Solving nonlinear Elasticity

54. Solving nonlinear Elasticity#

from ngsolve import *
from ngsolve.webgui import Draw

a rectangle with refinement at corners:

from netgen.occ import *
shape = Rectangle(1,0.1).Face()
shape.edges.Max(X).name="right"
shape.edges.Min(X).name="left"
shape.edges.Max(Y).name="top"
shape.edges.Min(Y).name="bot"
shape.vertices.Min(X+Y).maxh=0.01
shape.vertices.Min(X-Y).maxh=0.01
mesh = Mesh(OCCGeometry(shape, dim=2).GenerateMesh(maxh=0.05))

Cauchy-Green tensor

\[ C = F^T F \qquad \text{with} \qquad F = I + \nabla u \]

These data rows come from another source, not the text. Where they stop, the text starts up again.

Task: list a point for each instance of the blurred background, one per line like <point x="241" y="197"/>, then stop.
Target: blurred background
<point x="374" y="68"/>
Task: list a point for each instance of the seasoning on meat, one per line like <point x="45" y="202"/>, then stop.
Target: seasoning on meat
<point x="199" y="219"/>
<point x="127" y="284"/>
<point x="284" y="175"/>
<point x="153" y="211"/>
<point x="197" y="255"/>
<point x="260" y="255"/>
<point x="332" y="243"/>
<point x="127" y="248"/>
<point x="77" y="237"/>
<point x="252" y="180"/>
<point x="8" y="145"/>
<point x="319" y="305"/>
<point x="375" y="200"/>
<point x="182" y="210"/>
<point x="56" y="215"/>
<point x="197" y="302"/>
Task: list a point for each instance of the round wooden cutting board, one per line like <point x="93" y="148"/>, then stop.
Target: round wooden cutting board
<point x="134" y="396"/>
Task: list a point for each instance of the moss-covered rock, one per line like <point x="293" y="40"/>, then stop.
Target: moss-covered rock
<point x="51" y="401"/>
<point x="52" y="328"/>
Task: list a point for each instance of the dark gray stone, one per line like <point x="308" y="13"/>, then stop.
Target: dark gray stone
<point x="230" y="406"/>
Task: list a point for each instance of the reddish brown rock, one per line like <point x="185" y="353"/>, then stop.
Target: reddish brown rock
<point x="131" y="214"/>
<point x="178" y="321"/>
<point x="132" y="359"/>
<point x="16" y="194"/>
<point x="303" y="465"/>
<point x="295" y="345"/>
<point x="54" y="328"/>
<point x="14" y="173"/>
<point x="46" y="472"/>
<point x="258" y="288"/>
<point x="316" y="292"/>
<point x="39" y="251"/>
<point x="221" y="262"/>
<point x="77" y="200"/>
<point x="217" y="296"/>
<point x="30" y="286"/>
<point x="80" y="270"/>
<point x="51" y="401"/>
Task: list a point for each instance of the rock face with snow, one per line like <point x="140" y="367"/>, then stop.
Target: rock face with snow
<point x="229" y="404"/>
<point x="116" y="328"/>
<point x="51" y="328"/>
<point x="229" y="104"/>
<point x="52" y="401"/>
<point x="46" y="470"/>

and hyperelastic energy density

\[ W : {\mathbb R}^{d \times d, sym} \rightarrow {\mathbb R} \]
E, nu = 210, 0.2
mu  = E / 2 / (1+nu)
lam = E * nu / ((1+nu)*(1-2*nu))

def C(u):
    F = Id(2) + Grad(u)
    return F.trans * F

def NeoHooke (C):
    return 0.5*mu*(Trace(C-Id(2)) + 2*mu/lam*Det(C)**(-lam/2/mu)-1)

stationary point of total energy:

\[ \delta \int W(C(u)) - f u = 0 \]
factor = Parameter(0)
force = CoefficientFunction( (0,factor) )

fes = H1(mesh, order=4, dirichlet="left", dim=mesh.dim)
u  = fes.TrialFunction()

a = BilinearForm(fes, symmetric=True)
a += Variation(NeoHooke(C(u)).Compile()*dx)
a += Variation((-InnerProduct(force,u)).Compile()*dx)

gfu = GridFunction(fes)
gfu.vec[:] = 0

The Variation function declares that the non-linear form is the derivative of the energy.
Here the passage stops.